# NRA Reveals Who's to Blame for Ammo Shortage: You



## Cait43 (Apr 4, 2013)

The NRA blames firearm owners as the cause..... While to some degree that true, however the NRA needs to share in the blame... The article points out the following:
*The NRA doesn't exactly bring clean hands to this debate, of course. The association's incessant drumbeat of panic-talk about President Barack Obama wanting to "come and take your guns" was arguably the firing pin that ignited the wave of panic-buying in 2007-2008.*
The NRA Reveals Who's to Blame for Ammo Shortage: You


----------



## AdamSmith (Dec 18, 2013)

Exactly, it's just pre-apocalyptic hoarding.

Even so, it never hurts to have a good ammo supply on hand.

You just never know when there is going to be another Civil War.

Or, what if China really does invade the West Coast?

Or, Mexico invade from the South?

Better to be prepared.


----------



## desertman (Aug 29, 2013)

> "The NRA doesn't exactly bring clean hands to this debate, of course.
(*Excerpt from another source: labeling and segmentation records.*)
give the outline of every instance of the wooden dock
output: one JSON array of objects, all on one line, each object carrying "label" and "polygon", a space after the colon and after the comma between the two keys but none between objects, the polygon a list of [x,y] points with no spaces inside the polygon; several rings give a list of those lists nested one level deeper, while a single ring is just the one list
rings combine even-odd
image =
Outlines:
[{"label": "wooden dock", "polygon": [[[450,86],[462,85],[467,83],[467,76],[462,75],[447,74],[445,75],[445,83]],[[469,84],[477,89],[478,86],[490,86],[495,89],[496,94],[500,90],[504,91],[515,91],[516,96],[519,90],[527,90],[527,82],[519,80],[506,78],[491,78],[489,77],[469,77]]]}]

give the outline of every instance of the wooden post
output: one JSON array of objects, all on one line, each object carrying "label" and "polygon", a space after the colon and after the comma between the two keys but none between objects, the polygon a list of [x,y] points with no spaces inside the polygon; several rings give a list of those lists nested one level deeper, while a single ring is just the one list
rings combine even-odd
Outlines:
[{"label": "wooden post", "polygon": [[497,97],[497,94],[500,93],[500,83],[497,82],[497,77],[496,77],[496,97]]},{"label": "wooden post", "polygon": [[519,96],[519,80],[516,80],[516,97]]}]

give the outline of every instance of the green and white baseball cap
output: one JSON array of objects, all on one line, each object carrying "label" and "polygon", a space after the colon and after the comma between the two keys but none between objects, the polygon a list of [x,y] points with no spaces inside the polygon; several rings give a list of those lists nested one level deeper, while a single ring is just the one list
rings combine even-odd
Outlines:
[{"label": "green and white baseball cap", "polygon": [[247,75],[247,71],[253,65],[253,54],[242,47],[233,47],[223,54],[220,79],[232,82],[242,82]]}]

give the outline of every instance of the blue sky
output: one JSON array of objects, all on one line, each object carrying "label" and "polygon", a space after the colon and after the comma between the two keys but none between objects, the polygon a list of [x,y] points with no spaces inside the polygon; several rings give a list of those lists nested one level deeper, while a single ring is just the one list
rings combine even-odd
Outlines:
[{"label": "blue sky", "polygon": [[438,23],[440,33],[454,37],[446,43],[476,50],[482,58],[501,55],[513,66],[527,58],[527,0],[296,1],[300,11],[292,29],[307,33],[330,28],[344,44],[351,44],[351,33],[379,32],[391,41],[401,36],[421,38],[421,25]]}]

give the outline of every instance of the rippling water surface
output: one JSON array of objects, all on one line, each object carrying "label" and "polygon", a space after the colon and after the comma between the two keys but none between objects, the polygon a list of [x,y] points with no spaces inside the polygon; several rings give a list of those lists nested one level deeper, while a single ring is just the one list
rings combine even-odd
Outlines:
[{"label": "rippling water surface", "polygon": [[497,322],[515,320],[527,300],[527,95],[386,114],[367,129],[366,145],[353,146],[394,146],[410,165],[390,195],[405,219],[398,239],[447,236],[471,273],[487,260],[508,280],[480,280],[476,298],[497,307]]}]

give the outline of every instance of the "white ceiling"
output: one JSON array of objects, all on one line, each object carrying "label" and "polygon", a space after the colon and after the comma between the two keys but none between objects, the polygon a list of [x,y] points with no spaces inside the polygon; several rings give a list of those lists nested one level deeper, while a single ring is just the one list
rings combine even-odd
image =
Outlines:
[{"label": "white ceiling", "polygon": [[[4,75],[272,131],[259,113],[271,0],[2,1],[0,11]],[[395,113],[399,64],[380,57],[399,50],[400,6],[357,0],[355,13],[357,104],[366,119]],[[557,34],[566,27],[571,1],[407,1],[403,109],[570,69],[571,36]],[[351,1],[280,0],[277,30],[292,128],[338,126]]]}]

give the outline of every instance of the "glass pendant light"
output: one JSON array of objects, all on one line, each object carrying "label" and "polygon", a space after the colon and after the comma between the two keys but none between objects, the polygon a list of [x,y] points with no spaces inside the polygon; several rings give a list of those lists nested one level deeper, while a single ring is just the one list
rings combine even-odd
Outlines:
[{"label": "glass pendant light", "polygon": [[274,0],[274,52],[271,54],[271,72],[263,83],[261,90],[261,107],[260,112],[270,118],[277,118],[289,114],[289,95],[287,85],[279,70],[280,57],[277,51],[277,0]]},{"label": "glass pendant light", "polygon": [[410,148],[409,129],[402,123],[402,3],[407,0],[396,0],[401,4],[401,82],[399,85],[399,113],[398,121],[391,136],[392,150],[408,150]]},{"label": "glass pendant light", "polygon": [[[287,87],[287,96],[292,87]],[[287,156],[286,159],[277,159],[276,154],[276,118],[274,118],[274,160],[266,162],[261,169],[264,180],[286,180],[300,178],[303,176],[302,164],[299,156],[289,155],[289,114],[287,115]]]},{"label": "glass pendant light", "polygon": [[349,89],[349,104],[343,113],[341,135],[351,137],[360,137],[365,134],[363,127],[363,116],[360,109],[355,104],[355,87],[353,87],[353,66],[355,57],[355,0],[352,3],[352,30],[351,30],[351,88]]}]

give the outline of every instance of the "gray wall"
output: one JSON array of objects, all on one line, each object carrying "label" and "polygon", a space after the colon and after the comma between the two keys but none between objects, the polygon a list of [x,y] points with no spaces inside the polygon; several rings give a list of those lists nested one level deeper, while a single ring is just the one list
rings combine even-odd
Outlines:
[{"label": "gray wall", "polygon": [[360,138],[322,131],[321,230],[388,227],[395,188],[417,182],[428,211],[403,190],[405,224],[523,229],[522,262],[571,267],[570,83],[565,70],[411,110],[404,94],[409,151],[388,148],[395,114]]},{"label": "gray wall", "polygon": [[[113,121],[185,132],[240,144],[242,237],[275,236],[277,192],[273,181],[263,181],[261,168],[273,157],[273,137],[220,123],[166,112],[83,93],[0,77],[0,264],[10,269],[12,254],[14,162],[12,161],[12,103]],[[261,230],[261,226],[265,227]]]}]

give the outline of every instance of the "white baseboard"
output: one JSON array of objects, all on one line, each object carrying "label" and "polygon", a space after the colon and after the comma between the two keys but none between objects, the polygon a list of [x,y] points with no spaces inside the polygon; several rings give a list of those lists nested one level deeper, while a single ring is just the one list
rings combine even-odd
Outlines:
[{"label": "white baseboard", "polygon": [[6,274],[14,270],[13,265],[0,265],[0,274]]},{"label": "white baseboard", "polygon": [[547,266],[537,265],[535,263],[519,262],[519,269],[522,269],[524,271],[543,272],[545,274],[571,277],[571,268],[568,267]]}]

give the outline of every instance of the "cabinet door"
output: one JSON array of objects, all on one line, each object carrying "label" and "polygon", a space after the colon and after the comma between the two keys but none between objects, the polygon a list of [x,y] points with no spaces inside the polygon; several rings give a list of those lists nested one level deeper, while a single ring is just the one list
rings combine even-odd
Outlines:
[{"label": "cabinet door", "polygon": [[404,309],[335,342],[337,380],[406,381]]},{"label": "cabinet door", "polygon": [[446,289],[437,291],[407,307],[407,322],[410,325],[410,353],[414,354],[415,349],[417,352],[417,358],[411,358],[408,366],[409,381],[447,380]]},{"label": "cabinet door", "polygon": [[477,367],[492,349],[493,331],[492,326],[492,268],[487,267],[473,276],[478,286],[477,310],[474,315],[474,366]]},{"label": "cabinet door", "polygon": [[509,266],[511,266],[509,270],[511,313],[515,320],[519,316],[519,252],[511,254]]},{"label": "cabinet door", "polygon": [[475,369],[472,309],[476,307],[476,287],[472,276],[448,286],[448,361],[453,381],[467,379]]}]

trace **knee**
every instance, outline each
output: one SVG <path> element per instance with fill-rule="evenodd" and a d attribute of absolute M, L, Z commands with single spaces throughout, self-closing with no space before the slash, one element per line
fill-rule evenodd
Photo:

The association's incessant drumbeat of panic-talk about President Barack Obama wanting to "come and take your guns" was arguably the firing pin that ignited the wave of panic-buying in 2007-2008."
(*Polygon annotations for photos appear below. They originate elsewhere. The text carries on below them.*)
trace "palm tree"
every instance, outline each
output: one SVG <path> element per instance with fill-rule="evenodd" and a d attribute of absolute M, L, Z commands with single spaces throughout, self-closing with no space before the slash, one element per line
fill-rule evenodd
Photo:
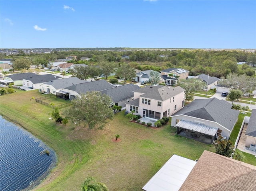
<path fill-rule="evenodd" d="M 105 184 L 98 182 L 94 177 L 90 176 L 86 178 L 82 185 L 81 191 L 108 191 Z"/>
<path fill-rule="evenodd" d="M 233 158 L 243 162 L 245 162 L 246 160 L 246 158 L 242 152 L 237 149 L 235 150 Z"/>

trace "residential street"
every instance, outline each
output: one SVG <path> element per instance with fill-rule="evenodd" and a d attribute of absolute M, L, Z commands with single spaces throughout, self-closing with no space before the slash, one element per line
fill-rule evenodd
<path fill-rule="evenodd" d="M 199 96 L 194 96 L 194 98 L 195 99 L 208 99 L 208 98 L 204 97 L 200 97 Z M 225 100 L 226 99 L 226 97 L 223 97 L 221 96 L 221 93 L 219 92 L 217 92 L 215 93 L 215 94 L 212 96 L 211 97 L 216 97 L 216 98 L 218 99 L 223 99 Z M 229 103 L 231 103 L 231 102 L 230 101 L 226 101 Z M 250 110 L 252 110 L 253 109 L 256 109 L 256 105 L 253 105 L 252 104 L 246 104 L 244 103 L 238 103 L 238 102 L 234 102 L 235 104 L 238 104 L 239 103 L 241 105 L 242 107 L 249 106 L 249 108 Z"/>

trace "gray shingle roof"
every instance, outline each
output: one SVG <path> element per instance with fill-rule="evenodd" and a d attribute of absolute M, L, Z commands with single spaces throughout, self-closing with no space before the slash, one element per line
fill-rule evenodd
<path fill-rule="evenodd" d="M 256 137 L 256 109 L 254 109 L 252 110 L 245 134 Z"/>
<path fill-rule="evenodd" d="M 26 77 L 24 78 L 23 79 L 30 80 L 33 84 L 38 84 L 54 80 L 59 77 L 58 76 L 54 76 L 52 74 L 46 74 L 45 75 L 36 75 L 34 76 Z"/>
<path fill-rule="evenodd" d="M 99 91 L 109 88 L 113 86 L 105 80 L 96 80 L 92 82 L 82 83 L 66 87 L 65 89 L 75 91 L 79 95 L 86 93 L 89 91 Z"/>
<path fill-rule="evenodd" d="M 133 100 L 132 101 L 130 101 L 127 104 L 138 107 L 139 106 L 140 106 L 140 99 L 138 98 L 137 99 Z"/>
<path fill-rule="evenodd" d="M 149 87 L 150 89 L 150 87 L 152 86 L 145 87 L 142 89 Z M 153 86 L 153 87 L 154 87 Z M 159 87 L 154 89 L 152 88 L 151 89 L 152 89 L 152 91 L 146 93 L 143 95 L 140 96 L 140 97 L 164 101 L 185 91 L 184 89 L 179 86 L 175 88 L 170 86 L 158 86 L 154 87 Z"/>
<path fill-rule="evenodd" d="M 7 77 L 10 78 L 14 81 L 16 81 L 17 80 L 22 80 L 31 76 L 35 76 L 36 75 L 36 74 L 34 73 L 19 73 L 9 75 L 7 76 Z"/>
<path fill-rule="evenodd" d="M 220 79 L 219 78 L 216 77 L 211 76 L 209 76 L 209 80 L 208 80 L 208 75 L 206 75 L 204 74 L 201 74 L 198 75 L 199 78 L 202 81 L 204 81 L 206 83 L 207 83 L 207 81 L 208 81 L 208 85 L 212 84 L 214 82 L 217 81 Z"/>
<path fill-rule="evenodd" d="M 231 107 L 232 104 L 215 98 L 196 99 L 172 116 L 184 115 L 214 121 L 231 131 L 239 114 Z"/>
<path fill-rule="evenodd" d="M 85 83 L 86 82 L 89 82 L 89 81 L 80 80 L 77 77 L 72 77 L 72 78 L 58 79 L 46 82 L 44 83 L 44 84 L 52 85 L 55 89 L 58 89 L 61 88 L 65 88 L 66 87 L 69 87 L 73 85 Z"/>
<path fill-rule="evenodd" d="M 128 84 L 118 87 L 112 87 L 103 90 L 101 92 L 102 94 L 108 95 L 114 102 L 117 103 L 133 97 L 133 91 L 140 88 L 137 85 Z"/>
How quickly we forget the media's incessant drumbeat for gun control legislation, the demonization of legitimate gun ownership and of course Feinstein's proposal to ban assault weapons and high capacity magazines and God knows what else, after Sandy Hook. I swear to God I thought that was it. They were absolutely relentless in their quest, CNN in particular and that "Slimy Limey" Pierce Morgan. It was after that when panic set in and ammunition started to get scarce and guns were being sold in record numbers. There's no doubt in my mind that if given the chance Obama and his cohorts in the Democratic Party would indeed push for legislation that would eventually lead to the confiscation of all privately owned firearms in the United States. One only needs to look at the legislation that was passed in New York, Connecticut and Maryland where the most draconian laws were passed. Cuomo (Ill Duce) even stated that confiscation was on the table. Folks, these people are serious, mark my words confiscation is their goal, they have no where else to go. I say good for the NRA, if they succeeded in scaring the crap out of people, increased their membership and motivated enough people to get off their dead asses and do something. We won that battle at the federal level for the time being, but the war still goes on.


----------



## Glock Doctor (Mar 14, 2011)

The NRA is, as usual, full of crap; and that absurd statistical analysis the article's author puts forth, as well as the specious reasoning behind it, are all intellectual nonsense. I was an NRA member back in 1977. I learned, beyond any shadow of doubt, not to trust the NRA leadership then (and that includes the much overhyped Harlon Carter), and nothing that's happened in the succeeding 37 years has caused me to change my mind. Be it a corporation or an entire country the very best way to defeat any group enterprise is always from within.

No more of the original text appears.